Denn seien wir ehrlich: Hans und Franz interessieren sich keinen Cent für Israel oder Palästina. Selbst unter den AfD-Honks, die sonst Araber am liebsten im nächsten Flieger nach Hause schicken wollen, sind plötzlich Unterstützer für den Hamas-Terror. Selbst unter moralisch überlegenen Linken finden sich Gerecht, wenn sie jüdischen Studierenden mit Gewalt den Zugang zur Uni verwehren. Und das radikale Islamisten komplett ohne Kompass unterwegs sind…. Binsenweisheit. Für „die“ Deutschen gilt: Man muss  auch im Hass Prioritäten setzen. Und es ist so unendlich entlastend für viele Deutsche, das Böse im Juden zu finden. „Die Deutschen werden den Juden Auschwitz nie verzeihen“, sagte Zvi Rix.

Als jüdischer Mann aus Berlin kann ich beinahe jede Diskussion mit nicht-jüdischen Menschen mit einem „Outing“ über meine Herkunft beenden. Oft kommen betroffene Blicke, kurz vor Tränen, wenn ich von meiner in Auschwitz-Birkenau ermordete Großmutter spreche. Oft merke ich, wie die Schultern des Gegenübers unter der Last der Schuld sinken.

Schuld? Ein deutsches Thema. Die Generationen nach den Nazis trifft keine Schuld. Und: Nein, das ist keine Absolution eines jüdischen Mannes. Die Absolution brauchen „die“ Deutschen nämlich nicht. Es ist der Job der Deutschen, damit klarzukommen. Aus sich heraus. Es ist nicht der Job jüdischer Menschen, nicht-jüdischen Deutschen ihr schlechtes Gewissen zu nehmen oder als possierlicher Dekoartikel für die eigenen Liberalität zu entlasten.

Allerdings wird zuweilen (anstandshalber) nach der Geschichte des (jüdischen) Gegenübers gefragt, dennoch die eigene verdrängt. Nazi-Hintergrund in der eigenen Familie?
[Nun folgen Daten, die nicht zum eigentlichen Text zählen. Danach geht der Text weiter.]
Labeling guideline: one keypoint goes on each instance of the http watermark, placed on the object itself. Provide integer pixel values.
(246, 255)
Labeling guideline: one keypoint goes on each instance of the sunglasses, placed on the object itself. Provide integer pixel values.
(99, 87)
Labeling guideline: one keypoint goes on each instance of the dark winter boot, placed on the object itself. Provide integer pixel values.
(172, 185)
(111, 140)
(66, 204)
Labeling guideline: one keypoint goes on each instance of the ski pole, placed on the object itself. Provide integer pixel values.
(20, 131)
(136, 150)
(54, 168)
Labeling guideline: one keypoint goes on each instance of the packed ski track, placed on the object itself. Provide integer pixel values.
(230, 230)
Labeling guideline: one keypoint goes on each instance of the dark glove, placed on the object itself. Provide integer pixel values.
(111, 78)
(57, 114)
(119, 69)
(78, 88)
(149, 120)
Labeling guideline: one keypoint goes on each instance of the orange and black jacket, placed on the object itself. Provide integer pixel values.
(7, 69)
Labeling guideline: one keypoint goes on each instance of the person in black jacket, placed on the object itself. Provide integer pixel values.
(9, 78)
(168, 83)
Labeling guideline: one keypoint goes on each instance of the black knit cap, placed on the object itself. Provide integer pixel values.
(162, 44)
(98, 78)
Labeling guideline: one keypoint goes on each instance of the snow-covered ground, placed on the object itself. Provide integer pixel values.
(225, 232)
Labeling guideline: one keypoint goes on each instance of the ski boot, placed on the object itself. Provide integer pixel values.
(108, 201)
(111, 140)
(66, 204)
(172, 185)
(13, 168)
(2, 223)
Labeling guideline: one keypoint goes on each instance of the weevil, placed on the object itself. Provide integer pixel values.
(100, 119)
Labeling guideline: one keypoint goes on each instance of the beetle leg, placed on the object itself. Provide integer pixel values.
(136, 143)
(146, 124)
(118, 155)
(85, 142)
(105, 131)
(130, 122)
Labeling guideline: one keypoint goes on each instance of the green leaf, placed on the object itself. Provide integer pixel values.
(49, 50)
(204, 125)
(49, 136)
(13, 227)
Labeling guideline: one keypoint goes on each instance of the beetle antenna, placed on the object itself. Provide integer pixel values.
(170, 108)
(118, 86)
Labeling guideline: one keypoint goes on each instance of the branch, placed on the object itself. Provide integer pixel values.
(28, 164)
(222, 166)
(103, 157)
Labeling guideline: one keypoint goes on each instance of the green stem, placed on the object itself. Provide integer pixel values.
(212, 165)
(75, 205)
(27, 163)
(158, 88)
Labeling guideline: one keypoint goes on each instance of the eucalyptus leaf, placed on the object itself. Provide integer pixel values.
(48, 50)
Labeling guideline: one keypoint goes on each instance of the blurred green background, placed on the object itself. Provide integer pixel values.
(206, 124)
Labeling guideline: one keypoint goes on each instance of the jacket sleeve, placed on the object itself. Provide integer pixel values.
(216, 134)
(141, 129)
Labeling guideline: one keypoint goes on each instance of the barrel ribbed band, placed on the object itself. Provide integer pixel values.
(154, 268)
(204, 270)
Irgendwann muss es auch mal gut sein… Schön auch: „Uns ging es nach dem zweiten Weltkrieg auch schlecht.“ Das ist kein Widerspruch zum Schuldkomplex. Der ist jetzt auch wirklich mal erledigt. Das bedeutet aber nicht, zu vergessen – und endlich etwas daraus zu lernen. Nämlich: „Die“ gibt es nicht. Aber „den“. Den Nazi-Opa, die Großmutti, die sich aus der judenfreien Nachbarwohnung das Tafelsilber unter den Nagel gerissen hat.

Deutsche waren keine Opfer; sie waren die Täter, die ihre Diktatur selbst gewählt haben. Und jetzt sind sie auf einem sehr schrägen Weg, denselben Fehler zu wiederholen. Auch eine Möglichkeit, mit Schuld umzugehen.

Und weil einige ja bis heute nicht zwischen Wetter und Klima unterscheiden können, ist es nicht verwunderlich, dass die Unterscheidung zwischen einem jüdischen Deutschen und der Politik Israels nicht gelingt. Aus meinem Leben: Wenn es keine Krokodils-Tränen über Auschwitz mehr geben muss, werde ich nicht nur zackig zum Experten, sondern auch zum Vertreter Israels Regierung in Deutschland. Da ist deutscher Antisemitismus dann endlich kein Problem mehr.

Ganz ehrlich: Als Jude fühle ich mich in der Ukraine wohler. Da bin ich nämlich Alltag. Mal nice, mal nervig. Ohne Wertung.